A "Dallas Maritime Museum", announced in 2013 to be located along the banks of the Trinity River, had planned to contain some components of the original boat, such as her sail. Some initial, enthusiastic, but technically unfounded proposals discussed moving the entire, nearly 7,000-ton submarine to the museum. Unhelpfully, albeit a need of the Navy, the boat's on-again, off-again retirement scheduling impacted the project's momentum. Over years, the project languished, lost its staffing, supporters, and allocated real estate site, and quietly shut down. The museum's website was now for sale in 2018.

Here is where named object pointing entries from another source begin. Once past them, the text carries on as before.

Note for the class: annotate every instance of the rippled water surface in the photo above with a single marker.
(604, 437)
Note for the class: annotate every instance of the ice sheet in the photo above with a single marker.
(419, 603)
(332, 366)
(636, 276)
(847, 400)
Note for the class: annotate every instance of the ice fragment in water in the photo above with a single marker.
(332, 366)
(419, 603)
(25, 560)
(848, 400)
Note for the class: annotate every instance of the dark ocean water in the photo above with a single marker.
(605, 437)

The Dallas Navy League had planned to host the four-day inactivation ceremony, to take place in Galveston, Texas, on 7 April 2017. The Navy League subsequently reported that this public-relations event was canceled by the US Navy, citing "budgetary constraints" while operating under a continuing resolution. Additionally, costs to the City of Dallas and/or the US Navy from leasing back already-allocated pier space were judged as excessive. The requirement to compensate commercial shipping companies for their already-reserved commercial pier space resulted from the Navy's on-again/off-again planning cycle for the inactivation ceremony, which ultimately was recanceled.

== Awards ==
Dallas received two Meritorious Unit Commendations and two Navy Unit Commendations and was awarded the Battle Efficiency E for FYs 1986, 1991, 1992, 1993, 1999, 2000, and 2013. Her further recognition includes nomination for the 1993 Battenberg Cup as the best all-around ship in the fleet and the 1999 Engineering "E" and Medical "M".

== In fiction ==

- Dallas features prominently in the 1984 Tom Clancy novel The Hunt for Red October and its 1990 film adaptation.
- Dallas is featured along with her sister boat in the John Ringo novel Under a Graveyard Sky.
- Dallas is featured in the popular 2009 video game Call of Duty: Modern Warfare 2 in the mission "The Only Easy Day... Was Yesterday", alongside when they were part of the Sixth Fleet.